A mais abrangente conquista da literatura de ficção talvez seja a expressão da consciência do sonho da vida, como se a realidade se mostrasse pelo avesso. “Não há nada de ‘modernista’, ‘pós-modernista’ ou minimamente avant-garde nisso”, explica Philip Roth, “estamos escrevendo versões inventadas de nossa vida o tempo todo, histórias contraditórias porém mutuamente entrelaçadas, histórias que, falsificadas de forma sutil ou grosseira, constituem nosso domínio sobre a realidade e são a coisa que temos mais próxima da verdade.” (Por Que Escrever?, ed. Companhia das Letras, 2022, trad. Jorio Dauster, pág. 237)
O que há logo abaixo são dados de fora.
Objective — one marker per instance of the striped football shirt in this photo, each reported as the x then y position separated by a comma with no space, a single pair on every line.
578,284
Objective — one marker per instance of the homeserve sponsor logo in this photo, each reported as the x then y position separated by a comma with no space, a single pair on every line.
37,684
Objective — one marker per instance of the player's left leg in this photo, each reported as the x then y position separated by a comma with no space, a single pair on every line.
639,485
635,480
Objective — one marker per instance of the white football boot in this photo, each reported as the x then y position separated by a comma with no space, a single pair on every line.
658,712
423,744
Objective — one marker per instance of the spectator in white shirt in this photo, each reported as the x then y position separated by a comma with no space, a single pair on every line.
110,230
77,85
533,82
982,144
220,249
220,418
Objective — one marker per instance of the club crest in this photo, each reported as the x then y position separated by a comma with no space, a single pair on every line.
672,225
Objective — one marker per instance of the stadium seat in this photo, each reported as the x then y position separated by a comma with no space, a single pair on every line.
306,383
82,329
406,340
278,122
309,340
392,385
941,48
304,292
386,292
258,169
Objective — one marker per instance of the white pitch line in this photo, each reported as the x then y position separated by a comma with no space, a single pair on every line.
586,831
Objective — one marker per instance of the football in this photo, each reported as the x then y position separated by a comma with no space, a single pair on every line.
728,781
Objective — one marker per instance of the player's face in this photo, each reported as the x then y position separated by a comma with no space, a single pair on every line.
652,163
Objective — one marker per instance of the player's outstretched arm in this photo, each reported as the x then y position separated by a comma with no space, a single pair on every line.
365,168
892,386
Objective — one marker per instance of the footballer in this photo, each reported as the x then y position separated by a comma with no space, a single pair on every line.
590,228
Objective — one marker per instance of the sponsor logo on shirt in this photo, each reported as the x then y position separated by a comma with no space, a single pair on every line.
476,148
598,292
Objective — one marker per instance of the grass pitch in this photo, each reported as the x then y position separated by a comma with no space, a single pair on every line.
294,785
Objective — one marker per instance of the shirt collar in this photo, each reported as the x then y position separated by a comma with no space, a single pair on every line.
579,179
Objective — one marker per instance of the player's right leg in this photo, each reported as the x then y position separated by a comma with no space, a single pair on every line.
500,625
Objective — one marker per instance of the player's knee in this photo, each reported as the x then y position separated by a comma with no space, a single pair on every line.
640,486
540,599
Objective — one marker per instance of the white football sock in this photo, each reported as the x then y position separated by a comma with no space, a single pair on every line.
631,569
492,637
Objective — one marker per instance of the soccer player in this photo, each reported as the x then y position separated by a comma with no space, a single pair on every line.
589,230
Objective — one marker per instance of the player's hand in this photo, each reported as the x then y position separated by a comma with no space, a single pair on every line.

Tolstói produziu o que há de melhor e de pior nessa perspectiva (vide, por exemplo, seus Contos Completos, indo dos excelentes textos da fase inicial da carreira, sobretudo até 1857, aos enfadonhos contos didáticos e populares). Diante da soberba vitalidade de Anna Kariênina, espantou-se e a renegou – tarde demais, para nossa sorte: seguimos sob a égide dessa mulher que nunca existiu e que está sempre vivendo e morrendo conosco, surgindo por trás dos espelhos, resplandecendo na penumbra, tão real quanto os nossos mais vivos sofrimentos, tão autêntica quanto as nossas mais obstinadas esperanças, tão verdadeira quanto um retrato na antessala da realidade.